La récente annonce par les indépendantistes sahraouis d’une frappe de drone par le Maroc contre un de leurs chefs marquerait, si elle était confirmée, un tournant dans le conflit.
La récente annonce par les indépendantistes sahraouis d’une frappe de drone par le Maroc contre un de leurs chefs marquerait, si elle était confirmée, un tournant dans l’interminable conflit du Sahara occidental, avancent des experts. Si l’usage d’un drone «est difficile à démontrer», l’ampleur de l’opération menée mercredi est «une première depuis le cessez-le-feu» signé en 1991 sous l’égide des Nations unies, estime le politologue marocain Mohamed Chiker, spécialiste des Forces armées marocaines (FAR), joint par l’AFP.
En l’absence de communication officielle, les circonstances de cette attaque, sa localisation et ses modalités restent toutefois confuses. Seule certitude: Addah Al-Bendir, le chef de la gendarmerie du Front Polisario (indépendantiste), a été tué mercredi lors d’une opération des FAR survenue après une incursion sahraouie, selon des sources concordantes. Pour le reste, on ne sait pas où ni comment il a péri: dans le nord-est du Sahara occidental ou dans le sud du Maroc? D’une frappe de drone ou pas?
«Télémètre laser»
Le recours à un drone «voudrait dire que le Maroc inaugure les frappes ciblées comme les Etats-Unis et Israël dans une logique de réplique aux tentatives d’incursion du Polisario», a commenté le site d’information marocain Le Desk. Ce site évoque une «mission combinée menée par un drone non armé Harfang, de conception israélienne», qui a pointé la cible au «télémètre laser» permettant à un chasseur «d’exécuter la frappe». En écho à des informations émanant du Polisario, le site Algérie Patriotique a dénoncé l’usage de «drones tueurs» et «l’assistance technique» d’Israël.
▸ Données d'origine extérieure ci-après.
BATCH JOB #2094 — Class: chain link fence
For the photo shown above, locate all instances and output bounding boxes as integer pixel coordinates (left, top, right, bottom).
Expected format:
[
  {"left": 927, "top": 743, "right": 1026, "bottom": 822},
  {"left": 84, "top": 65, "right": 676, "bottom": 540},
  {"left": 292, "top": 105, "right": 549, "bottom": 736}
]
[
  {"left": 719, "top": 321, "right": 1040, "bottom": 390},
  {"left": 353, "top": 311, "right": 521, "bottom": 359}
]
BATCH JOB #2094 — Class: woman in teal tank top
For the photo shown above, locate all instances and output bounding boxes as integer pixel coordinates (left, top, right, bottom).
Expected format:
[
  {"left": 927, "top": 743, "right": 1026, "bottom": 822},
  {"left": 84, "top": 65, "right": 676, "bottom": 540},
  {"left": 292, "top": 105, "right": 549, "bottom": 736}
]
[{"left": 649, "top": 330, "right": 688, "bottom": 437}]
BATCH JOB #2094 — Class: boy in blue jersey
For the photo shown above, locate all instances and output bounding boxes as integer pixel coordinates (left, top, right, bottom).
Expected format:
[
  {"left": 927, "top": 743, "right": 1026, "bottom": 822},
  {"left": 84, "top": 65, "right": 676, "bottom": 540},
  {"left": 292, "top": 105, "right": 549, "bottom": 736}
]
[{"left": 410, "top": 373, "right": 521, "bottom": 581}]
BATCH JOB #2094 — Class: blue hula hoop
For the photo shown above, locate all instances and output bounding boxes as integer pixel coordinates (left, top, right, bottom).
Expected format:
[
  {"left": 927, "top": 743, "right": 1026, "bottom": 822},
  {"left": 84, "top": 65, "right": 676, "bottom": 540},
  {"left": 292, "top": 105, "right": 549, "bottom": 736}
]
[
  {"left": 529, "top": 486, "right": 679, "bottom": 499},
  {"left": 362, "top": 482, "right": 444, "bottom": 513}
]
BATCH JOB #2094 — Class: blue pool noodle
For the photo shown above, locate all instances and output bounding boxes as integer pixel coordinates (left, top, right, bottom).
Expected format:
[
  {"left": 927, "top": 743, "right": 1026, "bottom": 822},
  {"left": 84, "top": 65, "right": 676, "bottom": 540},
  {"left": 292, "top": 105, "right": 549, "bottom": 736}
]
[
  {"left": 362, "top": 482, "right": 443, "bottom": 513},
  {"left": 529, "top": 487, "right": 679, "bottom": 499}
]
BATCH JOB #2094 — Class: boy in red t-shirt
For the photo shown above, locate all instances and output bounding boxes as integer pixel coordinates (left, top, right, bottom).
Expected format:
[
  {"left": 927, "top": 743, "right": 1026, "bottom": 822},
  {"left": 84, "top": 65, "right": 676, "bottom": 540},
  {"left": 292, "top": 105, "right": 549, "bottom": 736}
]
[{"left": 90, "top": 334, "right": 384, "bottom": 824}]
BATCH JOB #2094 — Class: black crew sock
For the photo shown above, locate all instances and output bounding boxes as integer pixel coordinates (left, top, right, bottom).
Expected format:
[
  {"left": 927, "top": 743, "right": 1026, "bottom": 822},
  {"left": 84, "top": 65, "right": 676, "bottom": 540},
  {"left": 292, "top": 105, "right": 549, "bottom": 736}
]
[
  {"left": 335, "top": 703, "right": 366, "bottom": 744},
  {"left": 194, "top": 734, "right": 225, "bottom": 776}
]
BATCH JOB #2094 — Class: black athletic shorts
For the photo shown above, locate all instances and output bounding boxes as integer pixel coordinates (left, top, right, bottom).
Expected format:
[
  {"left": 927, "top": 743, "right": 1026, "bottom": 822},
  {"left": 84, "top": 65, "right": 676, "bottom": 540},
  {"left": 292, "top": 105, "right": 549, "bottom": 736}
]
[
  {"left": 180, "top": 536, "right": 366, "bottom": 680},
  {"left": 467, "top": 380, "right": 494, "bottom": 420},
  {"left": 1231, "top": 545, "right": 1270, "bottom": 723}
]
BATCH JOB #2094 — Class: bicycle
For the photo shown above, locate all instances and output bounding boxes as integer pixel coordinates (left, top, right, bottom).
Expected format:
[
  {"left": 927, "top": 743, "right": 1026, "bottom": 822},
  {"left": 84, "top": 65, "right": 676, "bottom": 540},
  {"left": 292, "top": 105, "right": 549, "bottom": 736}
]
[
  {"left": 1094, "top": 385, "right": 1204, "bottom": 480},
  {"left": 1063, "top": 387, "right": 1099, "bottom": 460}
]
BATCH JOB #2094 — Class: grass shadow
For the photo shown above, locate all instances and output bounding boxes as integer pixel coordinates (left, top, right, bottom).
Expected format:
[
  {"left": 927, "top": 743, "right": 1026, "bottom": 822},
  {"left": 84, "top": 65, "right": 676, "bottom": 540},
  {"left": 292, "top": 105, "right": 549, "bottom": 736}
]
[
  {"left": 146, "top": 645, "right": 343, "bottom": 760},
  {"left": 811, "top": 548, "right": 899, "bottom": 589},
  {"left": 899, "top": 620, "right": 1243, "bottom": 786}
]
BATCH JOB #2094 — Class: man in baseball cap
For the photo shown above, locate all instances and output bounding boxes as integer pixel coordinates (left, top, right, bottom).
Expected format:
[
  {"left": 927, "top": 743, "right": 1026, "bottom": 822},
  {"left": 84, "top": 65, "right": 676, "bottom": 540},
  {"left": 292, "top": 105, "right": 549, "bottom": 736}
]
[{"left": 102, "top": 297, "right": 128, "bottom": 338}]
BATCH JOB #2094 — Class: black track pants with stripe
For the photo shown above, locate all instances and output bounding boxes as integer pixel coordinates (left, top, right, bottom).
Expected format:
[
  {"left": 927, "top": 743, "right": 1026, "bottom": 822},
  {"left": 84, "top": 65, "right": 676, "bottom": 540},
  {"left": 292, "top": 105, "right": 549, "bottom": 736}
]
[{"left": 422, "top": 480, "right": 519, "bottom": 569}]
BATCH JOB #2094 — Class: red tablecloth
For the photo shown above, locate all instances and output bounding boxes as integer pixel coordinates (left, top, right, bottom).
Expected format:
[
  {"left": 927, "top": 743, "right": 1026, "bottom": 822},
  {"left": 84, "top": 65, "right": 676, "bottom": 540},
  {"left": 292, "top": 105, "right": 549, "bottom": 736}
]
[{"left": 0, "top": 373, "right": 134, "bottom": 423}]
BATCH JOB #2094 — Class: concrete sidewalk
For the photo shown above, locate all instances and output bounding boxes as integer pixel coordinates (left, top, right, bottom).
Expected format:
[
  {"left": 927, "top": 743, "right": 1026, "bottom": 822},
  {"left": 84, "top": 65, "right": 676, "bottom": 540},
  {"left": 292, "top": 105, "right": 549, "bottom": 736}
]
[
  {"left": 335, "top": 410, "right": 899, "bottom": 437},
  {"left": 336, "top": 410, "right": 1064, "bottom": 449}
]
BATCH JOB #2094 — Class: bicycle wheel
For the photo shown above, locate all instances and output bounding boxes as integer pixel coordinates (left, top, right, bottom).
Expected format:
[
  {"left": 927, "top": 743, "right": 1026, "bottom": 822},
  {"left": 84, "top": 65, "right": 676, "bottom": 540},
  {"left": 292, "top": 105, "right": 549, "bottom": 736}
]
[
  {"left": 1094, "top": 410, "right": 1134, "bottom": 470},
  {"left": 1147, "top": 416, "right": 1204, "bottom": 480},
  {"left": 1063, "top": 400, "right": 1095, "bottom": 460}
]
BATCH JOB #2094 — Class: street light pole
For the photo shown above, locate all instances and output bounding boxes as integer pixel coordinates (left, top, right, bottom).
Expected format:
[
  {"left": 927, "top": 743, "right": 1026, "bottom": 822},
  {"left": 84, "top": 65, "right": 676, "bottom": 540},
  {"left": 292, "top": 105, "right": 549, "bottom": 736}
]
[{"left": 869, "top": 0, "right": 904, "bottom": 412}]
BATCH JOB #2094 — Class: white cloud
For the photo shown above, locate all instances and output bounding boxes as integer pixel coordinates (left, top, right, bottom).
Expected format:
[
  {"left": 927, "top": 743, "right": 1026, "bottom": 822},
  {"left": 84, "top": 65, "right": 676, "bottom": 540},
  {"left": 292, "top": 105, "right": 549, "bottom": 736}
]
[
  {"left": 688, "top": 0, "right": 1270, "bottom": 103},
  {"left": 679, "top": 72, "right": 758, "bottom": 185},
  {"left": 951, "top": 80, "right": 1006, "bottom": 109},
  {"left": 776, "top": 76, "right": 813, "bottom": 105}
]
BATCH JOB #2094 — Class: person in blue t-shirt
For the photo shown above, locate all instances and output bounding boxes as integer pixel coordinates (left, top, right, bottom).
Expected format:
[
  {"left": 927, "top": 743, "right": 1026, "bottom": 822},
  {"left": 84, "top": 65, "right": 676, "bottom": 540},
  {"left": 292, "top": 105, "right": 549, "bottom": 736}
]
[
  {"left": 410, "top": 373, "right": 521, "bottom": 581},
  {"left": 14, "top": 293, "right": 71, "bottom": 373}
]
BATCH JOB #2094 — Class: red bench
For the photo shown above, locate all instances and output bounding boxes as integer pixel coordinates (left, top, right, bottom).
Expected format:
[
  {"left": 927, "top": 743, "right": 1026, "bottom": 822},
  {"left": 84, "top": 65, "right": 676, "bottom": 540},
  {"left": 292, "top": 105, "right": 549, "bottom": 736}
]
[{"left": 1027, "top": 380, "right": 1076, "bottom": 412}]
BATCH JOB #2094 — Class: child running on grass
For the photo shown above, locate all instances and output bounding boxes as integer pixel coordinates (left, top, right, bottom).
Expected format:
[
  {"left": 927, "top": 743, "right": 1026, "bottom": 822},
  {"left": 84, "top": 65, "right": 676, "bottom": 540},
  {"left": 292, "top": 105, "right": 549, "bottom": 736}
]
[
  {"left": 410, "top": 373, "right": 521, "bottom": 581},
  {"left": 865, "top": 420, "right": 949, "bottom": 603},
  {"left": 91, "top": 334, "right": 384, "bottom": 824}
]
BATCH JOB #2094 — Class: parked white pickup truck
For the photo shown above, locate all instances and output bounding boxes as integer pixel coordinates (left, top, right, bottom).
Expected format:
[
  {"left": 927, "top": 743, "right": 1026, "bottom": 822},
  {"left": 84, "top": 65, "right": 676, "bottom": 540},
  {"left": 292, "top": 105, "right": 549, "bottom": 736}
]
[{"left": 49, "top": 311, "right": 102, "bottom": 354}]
«Officiellement, le Maroc ne dispose pas de drones armés», mais il «possède une panoplie de drones non armés à la pointe de la technologie», assure l’expert militaire marocain, Abdelhamid Harifi. «Dans la région, le Maroc est pionnier dans l’utilisation de drones à des fins de renseignement et de désignation de cibles», affirme-t-il. Selon lui, il est donc «possible que l’armée ait utilisé un tel drone pour la localisation de mouvements suspects dans la zone-tampon» mercredi. Des informations reprises par la presse marocaine ont fait état fin 2020 de la livraison de trois drones Harfang mais aussi de la commande de drones israéliens Bluebird et américains MQ-9B SkyGuardian – apparemment non livrés à ce jour.
Ces informations ont coïncidé avec l’annonce fin 2020 de la reconnaissance par les Etats-Unis de Donald Trump de la souveraineté du Maroc sur l’ancienne colonie espagnole et de la normalisation des relations entre le royaume chérifien et Israël. Drone ou pas, le Maroc «maîtrise militairement toutes les zones du Sahara et dispose d’un arsenal capable de frapper n’importe quel mouvement du Polisario», assure Mohamed Chiker. De fait, ses commandes militaires ont permis à Rabat de renforcer ses capacités: en deux ans, il est passé de la 60e à la 53e place du Global Firepower Index classant les forces militaires.